The International Space Station Has A Finite Life Span

In February 2022, NASA announced the decision to retire the International Space Station for good in 2031 (via NPR). There were, by and large, two reasons for this, one practical and one philosophical. From a practical standpoint, the ISS is a machine — its principal components were launched into space in 1998 — and machines have finite life spans. Already the craft is showing signs of age, including cracks and leaks. "That sort of stuff happens," said Mike Wall, a senior space writer for Space.com.

In a philosophical sense, however, the landscape of space exploration is changing. The days of government-funded space exploration may not necessarily be coming to an end, but private enterprise is playing a much bigger role.
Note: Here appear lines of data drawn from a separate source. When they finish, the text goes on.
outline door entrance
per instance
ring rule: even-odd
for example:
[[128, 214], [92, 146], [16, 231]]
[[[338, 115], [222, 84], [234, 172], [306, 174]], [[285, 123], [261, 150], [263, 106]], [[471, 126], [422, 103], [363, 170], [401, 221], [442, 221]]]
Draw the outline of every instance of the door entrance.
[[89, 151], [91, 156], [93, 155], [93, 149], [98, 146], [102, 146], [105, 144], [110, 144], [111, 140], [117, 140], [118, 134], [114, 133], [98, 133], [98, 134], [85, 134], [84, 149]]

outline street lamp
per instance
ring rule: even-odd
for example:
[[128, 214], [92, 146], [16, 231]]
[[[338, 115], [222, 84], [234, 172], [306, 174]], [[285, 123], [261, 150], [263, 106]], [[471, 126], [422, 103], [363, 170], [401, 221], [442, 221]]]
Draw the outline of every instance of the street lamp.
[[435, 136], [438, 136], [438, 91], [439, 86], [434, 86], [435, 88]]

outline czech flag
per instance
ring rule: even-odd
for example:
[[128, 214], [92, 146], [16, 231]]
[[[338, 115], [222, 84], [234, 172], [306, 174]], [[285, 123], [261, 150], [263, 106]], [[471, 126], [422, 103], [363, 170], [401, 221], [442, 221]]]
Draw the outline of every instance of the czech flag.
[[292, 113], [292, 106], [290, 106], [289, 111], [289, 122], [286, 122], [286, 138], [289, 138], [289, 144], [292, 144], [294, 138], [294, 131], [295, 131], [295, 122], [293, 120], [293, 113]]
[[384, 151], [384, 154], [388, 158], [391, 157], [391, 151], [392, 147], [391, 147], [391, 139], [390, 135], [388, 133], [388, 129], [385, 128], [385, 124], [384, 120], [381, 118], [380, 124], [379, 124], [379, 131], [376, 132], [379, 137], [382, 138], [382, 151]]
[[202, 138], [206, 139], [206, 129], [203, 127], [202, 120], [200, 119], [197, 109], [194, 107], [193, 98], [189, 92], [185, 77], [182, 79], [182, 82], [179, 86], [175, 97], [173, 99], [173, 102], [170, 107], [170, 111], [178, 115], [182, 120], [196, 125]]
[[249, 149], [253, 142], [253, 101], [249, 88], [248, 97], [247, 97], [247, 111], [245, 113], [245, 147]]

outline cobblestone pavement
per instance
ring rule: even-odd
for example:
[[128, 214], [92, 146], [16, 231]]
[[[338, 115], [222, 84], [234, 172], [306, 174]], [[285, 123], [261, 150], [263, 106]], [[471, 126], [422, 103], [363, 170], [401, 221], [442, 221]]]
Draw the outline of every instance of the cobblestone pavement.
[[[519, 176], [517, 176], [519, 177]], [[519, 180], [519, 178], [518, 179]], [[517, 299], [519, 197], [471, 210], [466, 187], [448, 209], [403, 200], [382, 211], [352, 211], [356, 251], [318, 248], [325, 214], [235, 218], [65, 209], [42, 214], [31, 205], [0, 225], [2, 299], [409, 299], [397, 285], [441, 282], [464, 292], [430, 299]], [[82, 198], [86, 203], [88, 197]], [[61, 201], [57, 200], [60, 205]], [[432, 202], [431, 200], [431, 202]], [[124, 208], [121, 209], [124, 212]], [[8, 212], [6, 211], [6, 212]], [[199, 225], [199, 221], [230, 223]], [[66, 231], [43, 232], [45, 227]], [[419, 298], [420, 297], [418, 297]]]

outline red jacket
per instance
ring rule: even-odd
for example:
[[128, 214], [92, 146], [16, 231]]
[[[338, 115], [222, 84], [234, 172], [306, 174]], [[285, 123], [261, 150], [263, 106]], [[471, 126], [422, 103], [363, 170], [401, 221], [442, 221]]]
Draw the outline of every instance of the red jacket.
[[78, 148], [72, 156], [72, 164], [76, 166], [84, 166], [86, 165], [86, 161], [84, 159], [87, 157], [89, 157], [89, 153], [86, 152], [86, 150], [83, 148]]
This private exploration will at once reduce costs for NASA, as well as allow the agency to focus on longer-term goals, such as manned missions to Mars. And it appears that a casualty of this new reality of space exploration is the ISS, which NASA intends to crash into the ocean once the final crew has left.

What Does This Decision Mean?

In the long term, Russia's decision to pull out of the ISS doesn't mean much since the craft was and is going to be retired and destroyed in or around 2031 (via CNN). Russia simply pulled out of the lease agreement, in a manner of speaking, a few years early. Further still, until recently, the only way to get astronauts to and from the spacecraft was via Russian rockets; those days are gone thanks to private space exploration now being able to deliver the astronauts. In the short term, however, everything may have been thrown into chaos, according to Axios. Writer Miriam Kramer, for example, notes that the spacecraft may not be able to stay open after Russia pulls out.

As of July 26, 2020, 10 people are aboard the ISS (via How Many People Are In Space Right Now), including three Russians — Oleg Artemyev, Denis Matveev, and Sergey Korsakov. It remains unclear when those three will be leaving and if any Russians will be sent back up there when the assignments of those astronauts end.